OLIVER NORWOOD has never forgotten Sir Alex Ferguson’s parting words at Old Trafford.
“You’re not going to make it at Manchester United,” said the Scot as the Burnley-born midfielder moved to Huddersfield Town during the summer of 2012. “But I believe one day you will play in the Premier League.”
Ferguson is right on most things and he was spot on in this regard, albeit probably a few years out with Norwood having to wait until last Saturday to make his top flight bow.
“Every young boy’s dream is to play in the Premier League,” said the 28-year-old. “Since I started playing football and from being in the Academy at Manchester United at six-years-old, it was all I ever wanted to do.
“It has taken me a bit longer than I would have liked, but it was still a dream come true to finally play at the level everyone in the world wants to play at. A real proud moment for me and my family.”
Norwood’s pride at not only playing in the Premier League but captaining the Blades at Bournemouth on the opening day is understandable.
It has taken me a bit longer than I would have liked, but it was still a dream come true to finally play at the level everyone in the world wants to play at.Oliver Norwood
So, too, is his sense of satisfaction at finally making it to the top level at the third time of asking.
Last season made it a hat-trick of taking clubs up after also helping Brighton & Hove Albion and Fulham into the big time.
On each of those previous successes, Norwood had been hoping to get his chance only to be jettisoned over the summer.
Chris Wilder, in the immediate aftermath of United clinching runners-up spot, promised not to do the same.
“I didn’t know if he meant it,” laughs Norwood when asked by The Yorkshire Post about that post-promotion pledge. “We had all had a drink! No, the gaffer has been fantastic since I walked in the door.
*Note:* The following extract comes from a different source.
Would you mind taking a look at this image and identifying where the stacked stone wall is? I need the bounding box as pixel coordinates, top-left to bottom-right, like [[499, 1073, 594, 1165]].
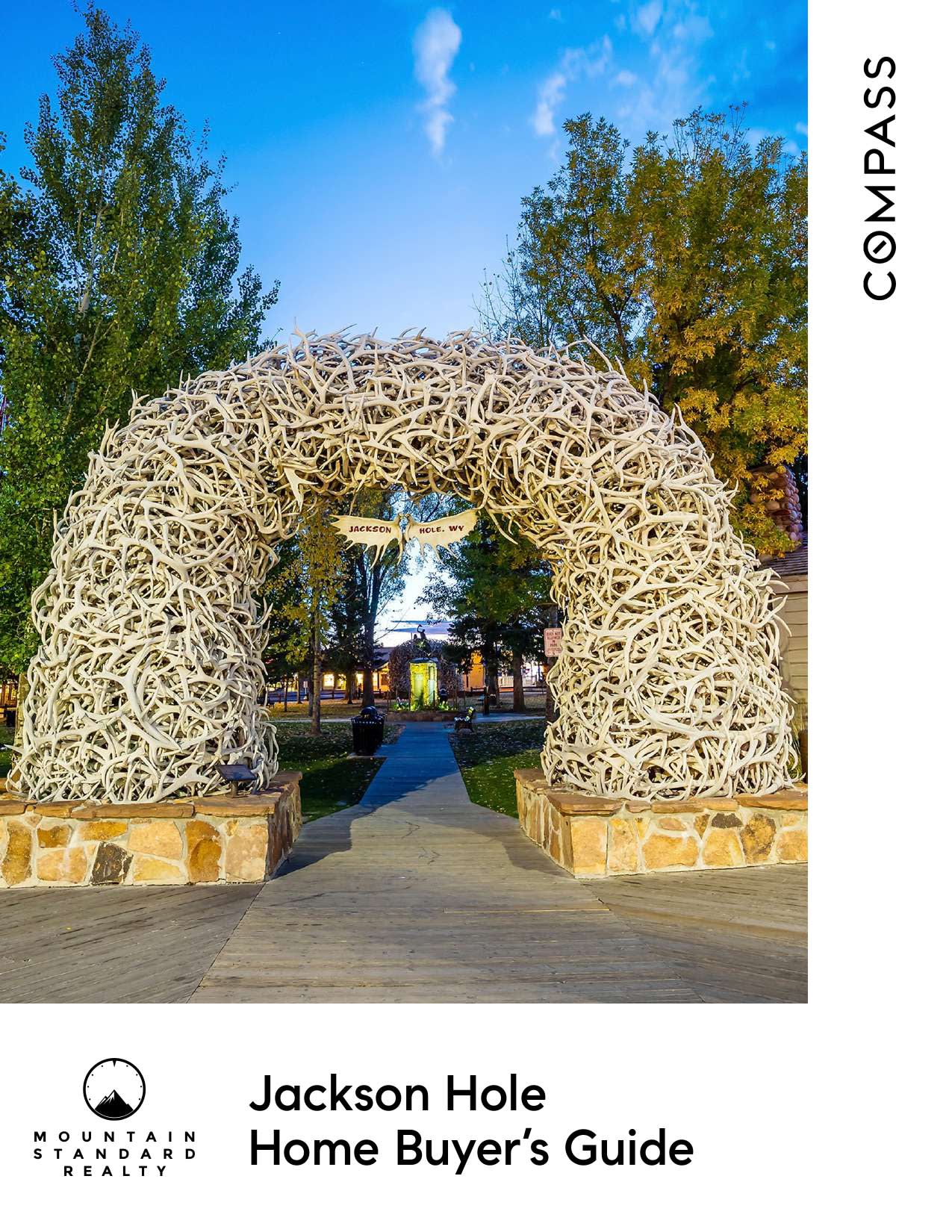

“He has put a lot of confidence in me. Even last weekend, to give me the captain’s armband with Billy (Sharp) on the bench was a very proud moment.
“To lead a club of this stature in the Premier League for the first time in 12 years was a special moment. That is the trust the gaffer has in me. I have to be thankful for that.”
As for Ferguson’s prophetic words on selling Norwood to Huddersfield, the midfielder added with a smile: “Whether he meant it, I don’t know. But they were very kind words from a man of that stature.
“There were definitely some times when I thought it would not happen. There were some long hard days.
“After being promoted at Brighton, I went to Fulham and after the second time it happened I maybe thought, ‘This is not meant to be’.
“But I never accepted that I was not going to get there. I was determined and all the hard work has paid off, in the end. Anyway, it is ticked off now and now I just want to enjoy the rest of the season.”
Also ticked off is United’s first point and goal back in the Premier League, Billy Sharp’s late leveller ensuring justice was done on the south coast.
With back-to-back home games coming up against Crystal Palace tomorrow and Leicester City a week today, the challenge is to build on that promising start. Central to that will be capitalising on Bramall Lane and its famed atmosphere.
“People do not enjoy coming here,” said Norwood. “Everyone sees northern towns as grim. Northern cities, the same.
“It is grim up north, that does play on people’s minds. Bramall Lane is not the easiest place to come to. I came here with Fulham for the 5-4 (win over United in November 2017) but that was a one-off.
“This is an old school football ground, the fans are quick to let you know you will not enjoy being here. We play on that a little bit.
“The atmosphere with fans being close to the pitch makes it intimidating. We try to play on that, too.”
Palace, enjoying their seventh consecutive season at this level, will fancy their chances of storming what United readily accept must be a fortress this term.
Roy Hodgson’s men won seven of their last 10 away league assignments last season, a run that helped keep the south London club well clear of relegation trouble.
Having rebuffed several huge summer offers for Wilfried Zaha, the Eagles will be looking to the Ivory Coast international to cause problems for the newly promoted side.
Norwood, as likely captain and midfield organiser, will have to keep a close eye on not only Zaha but also an array of attacking talent that includes Andros Townsend, Christian Benteke, Jordan Ayew and Connor Wickham.
All are Premier League regulars of several years standing, underlining the size of the task facing the Blades.
In Norwood, however, United could have the perfect foil with his years patrolling the Northern Ireland midfield having given him plenty of experience as to how to snuff out the threat of the bigger teams.
“I have that experience,” he said. “Over 50 odd caps. Experience of playing in big games against big players. I am going to have to use all my experience this year of playing against those players to impose myself on the games coming up.
“As for us, the perception is we are not supposed to be here. It was said last season and again this time, even though we have only played one game.
“It is what it is. They are entitled to their opinions. We just keep chipping away and keep proving people wrong.